Under the CRFB plan, a COLA cap would be placed on retirees who receive more Social Security money than the typical retiree. By way of example, the CRFB gave a hypothetical case where the CPI-W was 2% in 2035 and a COLA cap was set at $900. A retiree entitled to $50,000 in benefits that year — and who would have therefore received a COLA bump of $1,000 for the year — would instead receive $900 under the new cap. Meanwhile, those who receive $45,000 or less in benefits would still get their full COLA amounts. A COLA cap on what the CRFB report referred to as the 75th percentile of benefits would help the Social Security system save $115 billion in the span of a decade, while A 50th percentile COLA cap would save $385 billion over the same period, and a 90th percentile COLA cap would save $35 billion.

Because Social Security income for retirees is determined by averaging their highest 35 earning years, this COLA cap would primarily impact high earners, according to the CRFB. That's because the higher the average, the more money one eventually receives in Social Security. For instance, per the SSA, the average amount retirees will receive in 2026 is $2,071 a month (or $24,852 a year, well below the cap limit proposed). Meanwhile, the maximum possible retirement benefit will be $4,152 a month upon retiring at age 67 (or $49,824 a year), while the maximum benefit for someone who delays retirement until 70 will be $5,430 a month (or $65,160 a year).

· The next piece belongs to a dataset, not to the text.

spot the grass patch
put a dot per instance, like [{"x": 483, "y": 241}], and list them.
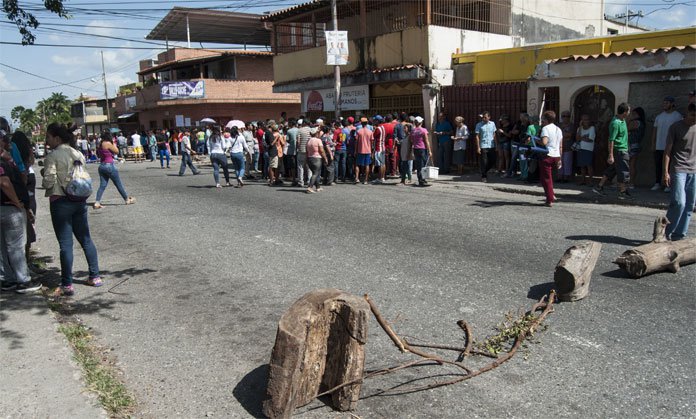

Why a COLA cap may be needed

Social Security is rapidly running out. The CRFP asserted that Social Security funds, which mainly come from a 12.4% payroll tax split between employers and employees, have already been falling due to more of the population aging out of the workplace while fewer younger people are entering the workforce. This problem is also set to be further accelerated thanks to new tax cuts and senior deductions under the One Big Beautiful Bill Act

Traditionally, Social Security is taxed for retirees who receive at least $25,000 in other income if single, or more than $32,000 if a married couple. Those taxed funds are then sent back to the Social Security trust fund, and Medicare's Hospital Insurance fund. However, that cash flow will be cut thanks to these new tax deductions for people aged 65 and over — up to $6,000 for a single person, and up to $12,000 for married couples. These deductions, along with other new and extended tax cuts under the OBBBA, will reduce the flow of money toward Social Security by about $30 billion per year, according to CRFP, and will speed up Social Security's insolvency by a year.